The present framework relates to training a backbone neural network in the medical domain.
Advances in medical imaging, e.g., employing computed tomography or magnetic resonance systems, allow for high resolution imagery and thus the detection of tiniest changes in the anatomy of a patient. Yet, the procedure of radiologists visually analyzing radiology images is often challenging. For instance, the density and tissue type of organs are highly varied and in turn present a high variety of visual features. Additionally, background visual patterns can obscure the early signs of malignancies which may then be easily overlooked by the human eye. Therefore, the manual classification of the spatial distribution of abnormalities or patterns inevitably leads to errors owing to mistakes, human error, and/or details too fine for the human eye to detect. What is more, the reliable detection of abnormalities and/or features in medical images often requires highly experienced physicians further increasing their workload. Moreover, the human component in evaluating image data adds a degree of subjectivity which is often unwanted.
To cope with this situation, computer-aided detection (CADe) and computer-aided diagnosis (CADx) systems are being developed. Hereafter both types of systems will be referred to as CAD systems. CAD systems are technologies to help radiologists interpret medical images. A common use of CAD systems is to automatically identify suspicious regions in a medical image. Such suspicious regions may contain image patterns indicative of abnormalities which may comprise cancerous growths, masses, abscesses, lacerations, calcifications, lesions and/or other irregularities within biological tissue and which can cause serious medical situations if left undetected.
Machine learning algorithms have proven highly effective in the automated detection of medical findings. One issue is that such algorithms have to be trained on a sufficient amount of training data of sufficient quality to work properly during inference. Labeled training data often used for this purpose is particularly precious since it relies on expert annotations. That is, a human expert has to annotate medical findings in medical data sets manually. This is a tedious task especially if huge numbers of training data sets are required for training complex detection algorithms.

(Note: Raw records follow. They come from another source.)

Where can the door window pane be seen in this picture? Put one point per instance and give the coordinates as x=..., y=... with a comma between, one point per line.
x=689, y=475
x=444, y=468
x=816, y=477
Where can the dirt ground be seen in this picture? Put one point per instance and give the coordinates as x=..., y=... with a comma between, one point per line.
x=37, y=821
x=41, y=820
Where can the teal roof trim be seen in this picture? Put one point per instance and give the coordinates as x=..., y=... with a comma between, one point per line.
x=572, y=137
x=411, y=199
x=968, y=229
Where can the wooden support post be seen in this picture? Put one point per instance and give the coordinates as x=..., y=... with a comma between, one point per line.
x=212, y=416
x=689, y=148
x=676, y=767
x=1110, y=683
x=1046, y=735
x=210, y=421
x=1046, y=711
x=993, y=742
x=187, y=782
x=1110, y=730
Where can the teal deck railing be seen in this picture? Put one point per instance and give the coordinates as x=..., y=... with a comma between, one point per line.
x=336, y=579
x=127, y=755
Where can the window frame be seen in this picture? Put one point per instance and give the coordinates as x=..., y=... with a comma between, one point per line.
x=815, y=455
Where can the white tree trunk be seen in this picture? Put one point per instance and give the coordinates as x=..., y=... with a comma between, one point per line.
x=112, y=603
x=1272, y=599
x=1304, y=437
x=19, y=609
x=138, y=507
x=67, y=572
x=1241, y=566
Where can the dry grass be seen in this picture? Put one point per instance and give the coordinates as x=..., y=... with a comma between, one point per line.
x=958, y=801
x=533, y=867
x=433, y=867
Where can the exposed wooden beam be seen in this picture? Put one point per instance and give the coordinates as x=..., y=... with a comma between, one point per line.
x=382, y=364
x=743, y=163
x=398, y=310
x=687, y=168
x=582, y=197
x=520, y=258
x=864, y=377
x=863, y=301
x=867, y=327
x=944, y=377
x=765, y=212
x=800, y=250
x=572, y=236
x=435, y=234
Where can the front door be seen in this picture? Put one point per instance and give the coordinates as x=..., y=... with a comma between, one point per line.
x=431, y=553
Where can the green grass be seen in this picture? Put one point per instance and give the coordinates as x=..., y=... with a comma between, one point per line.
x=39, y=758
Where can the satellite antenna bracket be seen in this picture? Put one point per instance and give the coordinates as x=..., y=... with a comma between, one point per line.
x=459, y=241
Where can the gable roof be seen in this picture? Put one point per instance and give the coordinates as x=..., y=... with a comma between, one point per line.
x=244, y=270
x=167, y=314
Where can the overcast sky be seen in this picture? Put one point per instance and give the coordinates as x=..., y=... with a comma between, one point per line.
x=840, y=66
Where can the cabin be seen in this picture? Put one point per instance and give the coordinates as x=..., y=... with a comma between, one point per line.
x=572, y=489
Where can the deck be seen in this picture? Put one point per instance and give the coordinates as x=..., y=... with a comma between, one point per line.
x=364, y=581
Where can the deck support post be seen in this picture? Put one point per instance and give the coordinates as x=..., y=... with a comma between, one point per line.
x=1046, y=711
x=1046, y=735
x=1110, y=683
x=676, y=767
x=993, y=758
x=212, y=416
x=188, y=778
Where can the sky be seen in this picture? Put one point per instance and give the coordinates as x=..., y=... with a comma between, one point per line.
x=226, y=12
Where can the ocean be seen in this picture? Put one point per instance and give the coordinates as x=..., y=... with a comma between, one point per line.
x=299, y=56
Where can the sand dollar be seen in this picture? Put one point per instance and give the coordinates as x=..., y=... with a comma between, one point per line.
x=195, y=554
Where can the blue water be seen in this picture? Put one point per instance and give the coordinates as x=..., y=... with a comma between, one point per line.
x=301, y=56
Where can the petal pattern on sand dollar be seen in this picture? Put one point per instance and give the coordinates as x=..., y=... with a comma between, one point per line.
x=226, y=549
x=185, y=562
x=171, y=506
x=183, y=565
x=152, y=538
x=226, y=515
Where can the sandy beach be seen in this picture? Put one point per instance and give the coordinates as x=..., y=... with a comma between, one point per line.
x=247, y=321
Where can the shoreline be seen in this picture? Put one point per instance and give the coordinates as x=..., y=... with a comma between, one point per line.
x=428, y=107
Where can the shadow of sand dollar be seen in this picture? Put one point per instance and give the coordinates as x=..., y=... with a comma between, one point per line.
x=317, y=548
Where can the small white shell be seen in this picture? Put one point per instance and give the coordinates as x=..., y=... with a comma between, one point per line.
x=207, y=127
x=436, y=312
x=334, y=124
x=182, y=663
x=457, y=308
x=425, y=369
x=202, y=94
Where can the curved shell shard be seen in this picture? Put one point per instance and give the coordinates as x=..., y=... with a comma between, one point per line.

However, recent advancements in the field of self-supervised learning (SSL) suggest that training large models (images, language, etc.) on a vast amount of unlabeled data can result in foundation models (FM) with a high level of generalizability and thus rich internal representation power that can effortlessly adapt to novel downstream tasks. While these foundation models such as ChatGPT, LLAMA, Llama 2, and Mistral benefitted from the abundance of publicly available data, creating a medical domain foundation model is not as straightforward. The reason is that there is not enough publicly available medical domain data (images, radiology reports, etc.) with permissible license available. Furthermore, each healthcare organization may not have enough variability in its patient population to train its own foundation model.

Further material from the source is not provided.